Beale told the Chicago Sun-Times that “They’re behind the scenes secretly trying to repeal this” and argued the mayor “has an obligation to execute the budget that we passed.” Supporters of legal terminals say the council already baked that licensing money into its spending plan and that yanking the measure now would blow a hole in a fragile compromise Johnson opposed but ultimately has to live with.
What the numbers show
The 2026 budget clocks in at $16.6 billion and leans on roughly $6.8 million in licensing revenue from newly legalized video-gambling terminals, according to WTTW. Yet a city-commissioned study projected that legalization would generate about $10 million a year at most and could actually cut into what Chicago collects from higher-taxed casino slots, tightening an already narrow fiscal margin and giving ammunition to skeptics, WTTW reported.
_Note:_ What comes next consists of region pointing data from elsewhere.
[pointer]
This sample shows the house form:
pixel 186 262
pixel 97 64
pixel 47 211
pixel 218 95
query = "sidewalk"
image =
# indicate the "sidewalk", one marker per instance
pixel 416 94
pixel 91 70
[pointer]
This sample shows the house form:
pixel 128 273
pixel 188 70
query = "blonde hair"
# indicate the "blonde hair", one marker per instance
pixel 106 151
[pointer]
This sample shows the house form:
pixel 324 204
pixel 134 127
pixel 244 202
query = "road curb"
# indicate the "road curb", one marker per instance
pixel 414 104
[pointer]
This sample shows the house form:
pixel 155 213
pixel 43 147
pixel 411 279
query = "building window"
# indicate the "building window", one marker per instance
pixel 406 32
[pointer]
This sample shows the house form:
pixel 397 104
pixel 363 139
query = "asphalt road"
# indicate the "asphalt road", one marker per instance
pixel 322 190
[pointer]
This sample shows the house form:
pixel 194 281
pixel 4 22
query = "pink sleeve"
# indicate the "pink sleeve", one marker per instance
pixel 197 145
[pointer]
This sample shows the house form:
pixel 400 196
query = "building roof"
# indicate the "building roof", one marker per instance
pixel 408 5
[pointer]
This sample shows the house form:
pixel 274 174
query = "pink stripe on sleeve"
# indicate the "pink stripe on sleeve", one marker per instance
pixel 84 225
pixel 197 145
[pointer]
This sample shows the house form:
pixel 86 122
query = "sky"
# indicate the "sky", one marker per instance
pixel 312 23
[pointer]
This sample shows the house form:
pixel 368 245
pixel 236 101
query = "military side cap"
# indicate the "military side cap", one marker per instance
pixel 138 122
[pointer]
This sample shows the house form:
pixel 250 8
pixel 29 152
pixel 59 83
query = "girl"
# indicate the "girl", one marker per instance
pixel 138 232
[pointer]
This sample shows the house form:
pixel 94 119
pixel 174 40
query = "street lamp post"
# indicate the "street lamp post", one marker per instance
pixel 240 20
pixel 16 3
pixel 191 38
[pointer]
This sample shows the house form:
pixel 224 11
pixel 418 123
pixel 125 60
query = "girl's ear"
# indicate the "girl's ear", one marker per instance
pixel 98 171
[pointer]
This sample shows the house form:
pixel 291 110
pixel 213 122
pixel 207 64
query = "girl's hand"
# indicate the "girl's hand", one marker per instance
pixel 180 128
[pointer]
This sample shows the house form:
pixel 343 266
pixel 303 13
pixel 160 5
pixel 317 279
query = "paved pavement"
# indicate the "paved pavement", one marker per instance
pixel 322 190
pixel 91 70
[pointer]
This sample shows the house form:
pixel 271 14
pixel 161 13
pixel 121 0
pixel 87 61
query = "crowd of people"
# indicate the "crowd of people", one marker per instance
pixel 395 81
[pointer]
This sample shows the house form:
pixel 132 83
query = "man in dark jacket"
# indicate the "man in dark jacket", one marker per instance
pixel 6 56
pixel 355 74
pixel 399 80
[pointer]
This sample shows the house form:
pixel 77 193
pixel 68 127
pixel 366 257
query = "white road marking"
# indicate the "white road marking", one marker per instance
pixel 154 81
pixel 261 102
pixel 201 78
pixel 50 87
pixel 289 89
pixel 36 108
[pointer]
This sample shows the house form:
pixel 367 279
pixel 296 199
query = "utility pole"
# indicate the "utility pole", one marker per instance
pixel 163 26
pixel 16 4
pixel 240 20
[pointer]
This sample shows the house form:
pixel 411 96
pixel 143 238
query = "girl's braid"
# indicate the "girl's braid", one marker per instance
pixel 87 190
Bally’s warning and the stakes
Bally’s has fired its own warning shot, arguing that widespread video-gambling terminals across neighborhood bars and restaurants would undercut its Chicago casino and trigger a renegotiation of the host agreement. The company says that could wipe out a $4 million annual lump-sum payment to the city and ultimately cost Chicago as much as $74 million a year while putting up to 1,050 jobs at risk. CasinoBeats summarized Bally’s analysis and its contention that lower-taxed terminals scattered citywide would peel gamblers away from the casino floor.
Political math and next steps
Inside Johnson’s camp, aides are not denying that repeal is on the table. Senior mayoral adviser Jason Lee told the Chicago Sun-Times that scrapping the video-gambling provision is “one of the remedies” under discussion. Ald. Walter “Red” Burnett has predicted the council could move to strip the video-gambling section from the budget as early as March, setting up a fast replay of a debate many aldermen thought they had just finished.
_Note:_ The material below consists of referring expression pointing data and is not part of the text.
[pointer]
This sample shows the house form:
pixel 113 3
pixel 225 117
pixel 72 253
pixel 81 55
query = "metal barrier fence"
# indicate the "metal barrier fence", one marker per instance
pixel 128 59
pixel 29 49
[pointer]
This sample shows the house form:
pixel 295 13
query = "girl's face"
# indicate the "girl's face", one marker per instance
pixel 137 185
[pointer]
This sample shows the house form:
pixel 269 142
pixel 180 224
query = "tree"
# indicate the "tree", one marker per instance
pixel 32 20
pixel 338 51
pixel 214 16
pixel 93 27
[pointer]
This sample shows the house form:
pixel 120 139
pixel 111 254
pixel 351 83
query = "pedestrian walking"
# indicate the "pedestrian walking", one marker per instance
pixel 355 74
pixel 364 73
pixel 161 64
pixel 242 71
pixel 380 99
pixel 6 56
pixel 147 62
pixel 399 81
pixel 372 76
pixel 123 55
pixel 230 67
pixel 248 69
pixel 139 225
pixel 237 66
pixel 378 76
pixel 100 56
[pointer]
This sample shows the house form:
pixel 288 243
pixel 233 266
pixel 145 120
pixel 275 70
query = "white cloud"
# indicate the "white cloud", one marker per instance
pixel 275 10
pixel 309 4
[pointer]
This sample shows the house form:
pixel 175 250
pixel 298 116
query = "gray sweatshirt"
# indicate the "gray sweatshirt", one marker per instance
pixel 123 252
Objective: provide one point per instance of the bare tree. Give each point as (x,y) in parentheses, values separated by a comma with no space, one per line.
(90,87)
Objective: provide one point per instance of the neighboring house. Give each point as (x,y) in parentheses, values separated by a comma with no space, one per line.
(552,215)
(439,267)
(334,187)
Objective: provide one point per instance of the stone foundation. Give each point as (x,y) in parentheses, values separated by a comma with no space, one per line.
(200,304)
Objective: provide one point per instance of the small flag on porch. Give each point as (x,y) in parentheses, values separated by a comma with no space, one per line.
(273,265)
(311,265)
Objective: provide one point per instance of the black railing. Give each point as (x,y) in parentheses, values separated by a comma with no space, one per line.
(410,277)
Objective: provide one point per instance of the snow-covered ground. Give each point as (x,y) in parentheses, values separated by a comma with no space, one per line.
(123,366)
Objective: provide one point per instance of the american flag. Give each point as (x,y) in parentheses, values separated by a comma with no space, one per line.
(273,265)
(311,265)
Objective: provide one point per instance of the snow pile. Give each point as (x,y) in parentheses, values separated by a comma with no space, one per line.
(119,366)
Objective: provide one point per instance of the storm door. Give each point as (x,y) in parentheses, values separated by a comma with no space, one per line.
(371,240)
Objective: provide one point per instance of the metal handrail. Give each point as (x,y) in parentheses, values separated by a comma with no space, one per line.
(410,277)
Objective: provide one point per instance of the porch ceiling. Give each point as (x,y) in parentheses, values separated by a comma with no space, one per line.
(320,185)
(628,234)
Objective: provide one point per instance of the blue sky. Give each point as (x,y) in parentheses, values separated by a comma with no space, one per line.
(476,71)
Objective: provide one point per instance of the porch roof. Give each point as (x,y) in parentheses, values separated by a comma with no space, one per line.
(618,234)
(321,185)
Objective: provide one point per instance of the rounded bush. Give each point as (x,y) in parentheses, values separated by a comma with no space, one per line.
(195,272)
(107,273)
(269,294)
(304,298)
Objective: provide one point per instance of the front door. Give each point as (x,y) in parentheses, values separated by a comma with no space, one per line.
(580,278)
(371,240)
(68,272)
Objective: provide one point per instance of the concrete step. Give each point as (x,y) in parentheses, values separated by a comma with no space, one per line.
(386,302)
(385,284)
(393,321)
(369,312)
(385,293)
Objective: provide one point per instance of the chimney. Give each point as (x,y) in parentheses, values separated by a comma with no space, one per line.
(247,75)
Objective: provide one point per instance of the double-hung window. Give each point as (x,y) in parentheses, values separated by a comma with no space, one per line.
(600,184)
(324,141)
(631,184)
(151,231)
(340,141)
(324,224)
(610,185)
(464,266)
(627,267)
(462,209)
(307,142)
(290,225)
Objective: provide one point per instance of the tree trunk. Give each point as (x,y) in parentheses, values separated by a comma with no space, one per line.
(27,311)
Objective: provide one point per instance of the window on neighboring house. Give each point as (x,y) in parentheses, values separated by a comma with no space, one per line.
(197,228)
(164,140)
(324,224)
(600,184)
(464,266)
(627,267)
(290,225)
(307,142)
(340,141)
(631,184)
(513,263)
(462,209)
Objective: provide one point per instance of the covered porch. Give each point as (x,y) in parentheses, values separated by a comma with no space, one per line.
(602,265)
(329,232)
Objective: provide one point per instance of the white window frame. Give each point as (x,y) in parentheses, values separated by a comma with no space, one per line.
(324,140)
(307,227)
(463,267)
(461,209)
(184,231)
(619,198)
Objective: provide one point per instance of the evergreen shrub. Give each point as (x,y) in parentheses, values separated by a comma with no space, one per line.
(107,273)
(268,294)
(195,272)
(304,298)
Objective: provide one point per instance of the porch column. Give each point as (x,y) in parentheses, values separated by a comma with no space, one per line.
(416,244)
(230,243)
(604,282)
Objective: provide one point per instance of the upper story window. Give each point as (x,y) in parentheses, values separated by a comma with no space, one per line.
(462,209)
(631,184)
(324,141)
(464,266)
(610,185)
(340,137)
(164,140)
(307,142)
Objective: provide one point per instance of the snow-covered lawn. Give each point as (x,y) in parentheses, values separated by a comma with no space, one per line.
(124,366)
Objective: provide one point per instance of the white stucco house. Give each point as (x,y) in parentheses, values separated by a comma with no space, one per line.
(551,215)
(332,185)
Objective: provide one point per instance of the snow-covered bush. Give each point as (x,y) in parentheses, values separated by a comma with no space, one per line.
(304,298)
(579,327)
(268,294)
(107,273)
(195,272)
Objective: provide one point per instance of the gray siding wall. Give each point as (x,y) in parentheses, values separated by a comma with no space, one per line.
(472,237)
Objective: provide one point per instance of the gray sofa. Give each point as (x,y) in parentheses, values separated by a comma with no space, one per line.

The budget’s video-gambling forecast assumes around 3,300 eligible establishments citywide and an 80 percent application rate once the door opens. Licenses would be issued by the Illinois Gaming Board, with the rollout expected to take six to eight months, so any move to reverse course now would hit before a single terminal turns on.
Legal implications
If Johnson’s team formally pushes for repeal, it would not just be a political retreat. Such a move could reopen Bally’s host-community agreement and raise legal and fiscal questions about how firmly the city has committed to pension funding levels and casino-related jobs, industry coverage notes. Reporting compiled by gaming-industry briefers highlights Bally’s argument that neighborhood terminals would shrink taxable slot revenue at the casino and reduce the stream of money tied to police and fire pensions, which could turn an attempted budget fix into a new source of financial stress, CDC Gaming Brief summarized.
For now, the fight is as much about leverage as it is about line items. Watch whether Johnson sends the formal notice to the state that would set licensing in motion and whether a coalition of aldermen coalesces around a repeal. If a rollback reaches the full City Council, Chicago will be staring at a bigger question that keeps coming back: when the numbers do not quite add up, where does the city go next for 2026 revenue?